Body dysphoria&C-PTSD became so overwhelming on top of multiple chronic+mental illnesses,
I didn't know what to do with myself, & truly didn't know how to be around others in my own skin.
I would try, but it always felt strange&inauthentic.
I had bouts of explosive anger&resentment that seemed to make no sense,
that would seemingly be triggered over nothing, out of nowhere.
For longer than I would like to admit,
that blood-red rage had been my normal state of existence.
Beginning in early 2018,
the idea that I was unhappily conforming to society's patriarchal ideals
of what a woman is/is supposed to be,
began to weigh heavy.
It had never sat with me well, and now, it just wasn't sitting right with me at all anymore.

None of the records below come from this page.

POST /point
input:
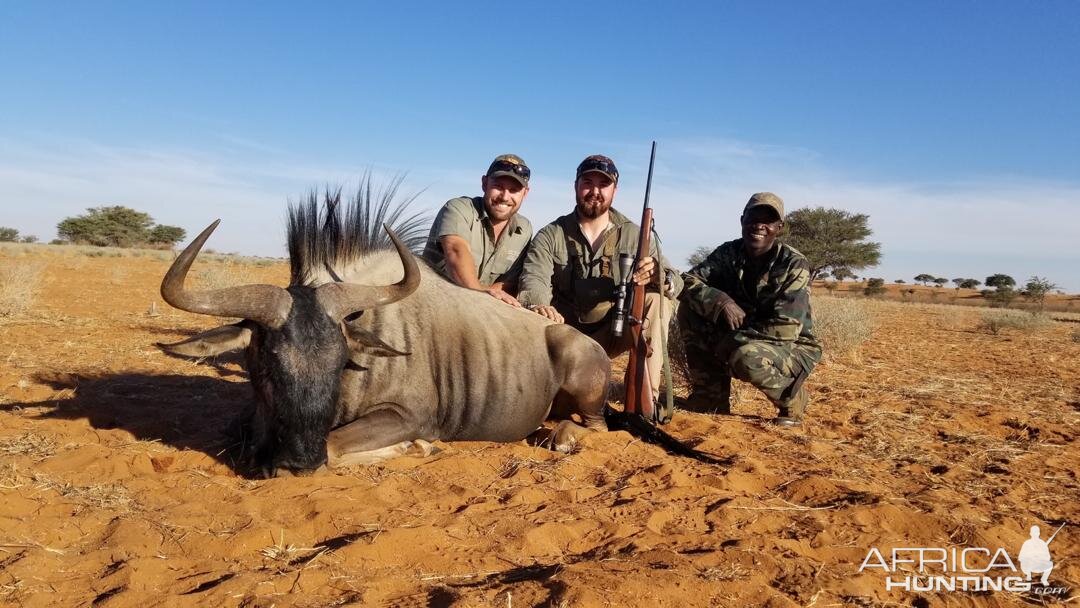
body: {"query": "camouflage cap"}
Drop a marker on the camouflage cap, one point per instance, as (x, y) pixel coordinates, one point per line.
(598, 163)
(766, 200)
(511, 165)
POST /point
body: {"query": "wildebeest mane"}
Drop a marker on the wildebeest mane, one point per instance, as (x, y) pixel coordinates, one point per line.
(327, 237)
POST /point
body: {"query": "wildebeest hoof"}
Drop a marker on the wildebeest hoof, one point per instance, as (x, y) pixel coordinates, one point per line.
(421, 448)
(565, 436)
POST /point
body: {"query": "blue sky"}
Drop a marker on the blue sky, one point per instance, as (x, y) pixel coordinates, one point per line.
(955, 126)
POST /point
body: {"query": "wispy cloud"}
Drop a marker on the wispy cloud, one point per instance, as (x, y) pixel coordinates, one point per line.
(972, 226)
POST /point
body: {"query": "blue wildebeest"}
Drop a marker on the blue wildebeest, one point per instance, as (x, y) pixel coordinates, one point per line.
(368, 354)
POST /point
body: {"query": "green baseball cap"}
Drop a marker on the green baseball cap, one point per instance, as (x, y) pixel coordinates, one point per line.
(766, 200)
(511, 165)
(598, 163)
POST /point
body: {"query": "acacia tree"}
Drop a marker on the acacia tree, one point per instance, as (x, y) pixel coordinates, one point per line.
(165, 235)
(1037, 288)
(698, 256)
(116, 227)
(832, 239)
(842, 273)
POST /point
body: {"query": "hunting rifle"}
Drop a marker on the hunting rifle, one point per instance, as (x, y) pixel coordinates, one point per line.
(637, 381)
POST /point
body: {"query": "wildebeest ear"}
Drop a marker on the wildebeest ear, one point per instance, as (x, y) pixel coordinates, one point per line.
(369, 342)
(213, 342)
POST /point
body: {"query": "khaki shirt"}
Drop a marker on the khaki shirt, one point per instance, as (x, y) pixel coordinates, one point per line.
(468, 218)
(563, 270)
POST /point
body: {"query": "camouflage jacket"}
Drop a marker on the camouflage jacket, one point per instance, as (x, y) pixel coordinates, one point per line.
(777, 305)
(563, 270)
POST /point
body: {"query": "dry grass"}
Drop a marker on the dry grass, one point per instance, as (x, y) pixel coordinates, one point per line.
(96, 496)
(28, 444)
(842, 325)
(995, 321)
(227, 274)
(18, 286)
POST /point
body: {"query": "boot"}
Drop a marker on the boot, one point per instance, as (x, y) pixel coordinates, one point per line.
(791, 413)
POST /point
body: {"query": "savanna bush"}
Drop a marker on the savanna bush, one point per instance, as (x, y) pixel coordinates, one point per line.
(18, 286)
(841, 325)
(995, 321)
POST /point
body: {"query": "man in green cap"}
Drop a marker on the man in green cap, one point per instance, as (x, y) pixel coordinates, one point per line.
(746, 313)
(571, 268)
(480, 242)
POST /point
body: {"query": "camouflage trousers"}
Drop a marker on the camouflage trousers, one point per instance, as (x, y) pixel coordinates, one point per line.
(716, 354)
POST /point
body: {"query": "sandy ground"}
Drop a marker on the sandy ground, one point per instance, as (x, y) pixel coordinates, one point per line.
(116, 488)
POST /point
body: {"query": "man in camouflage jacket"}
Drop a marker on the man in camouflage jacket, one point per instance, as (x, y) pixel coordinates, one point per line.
(746, 313)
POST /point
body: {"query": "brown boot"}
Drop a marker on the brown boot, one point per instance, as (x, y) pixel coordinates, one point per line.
(791, 413)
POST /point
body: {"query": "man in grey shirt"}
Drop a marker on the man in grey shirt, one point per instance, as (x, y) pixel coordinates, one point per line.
(480, 242)
(571, 268)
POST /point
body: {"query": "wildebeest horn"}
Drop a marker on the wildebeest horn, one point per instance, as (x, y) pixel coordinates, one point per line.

By November, my skin was crawling every time someone called me a woman.
Not because I don't like women, but because I have never viewed myself as man OR woman-
more like an alien that was left here when their mothership accidentally left the planet without them.
It was obvious as a teen that I was more gender fluid/boyish than woman,
but to keep peace & stay (conditionally) "loved" by family, I repressed my true self.
I became a pin-up model and only dated males,
despite knowing I had an attraction for all people.
I accepted fake love over my true self.
Now I realize all the anger and resentment was coming from not embodying--
or not feeling like I could embody--my true self.
My super queer, super gender-fluid, super kinky, tomboy-femme self
that had been repressed for far too fucking long.
I was most terrified about coming out as genderfluid to my life partner.
They always knew I was pansexual&poly leaning,
but when we started dating, it was very cis-hetero monogamous.
I was a woman, they were a man.
Our relationship was unconventional in the sense of things like me proposing to them,
but we were still very Man/Woman, & I feared no longer being a woman could tear us apart.
Instead, we became stronger. Our communication better.
We found ourselves&each other.
I feel lighter. I feel joy. I feel like ME!
We are now even more of a team than ever before,
with no more walls or secrets or projections that didn't add up or make sense.
It all makes sense and feels natural, it all feels right now.
It's the relationship we always thought we had,
but couldn't actually have while still hiding and denying
parts of ourselves that needed to be addressed and nurtured.
After nearly losing my life partner in November,
I couldn't keep faking being this person I wasn't.
We needed to change....
I needed to change.
All I do is preach authenticity,
being one's true self--
yet I wasn't fully being me.
I was still pretending.
Pretend no more...
Here I am!!!
A gender-fluid emo boy named Jeri who is pansexual and finds monogamy toxic and tedious...
Let's be friends!
I will continue to create art and upload work here,
but for the time being my gallery will be under construction as I change watermarks and descriptions,
and separate my old work/self from my new work/self.'
I don't think I will delete the old work yet, I will let it stay for awhile as I re-find my footing as an artist.
I hope you all continue this journey with me,
I may be different,
but I know it will be ever better this time around.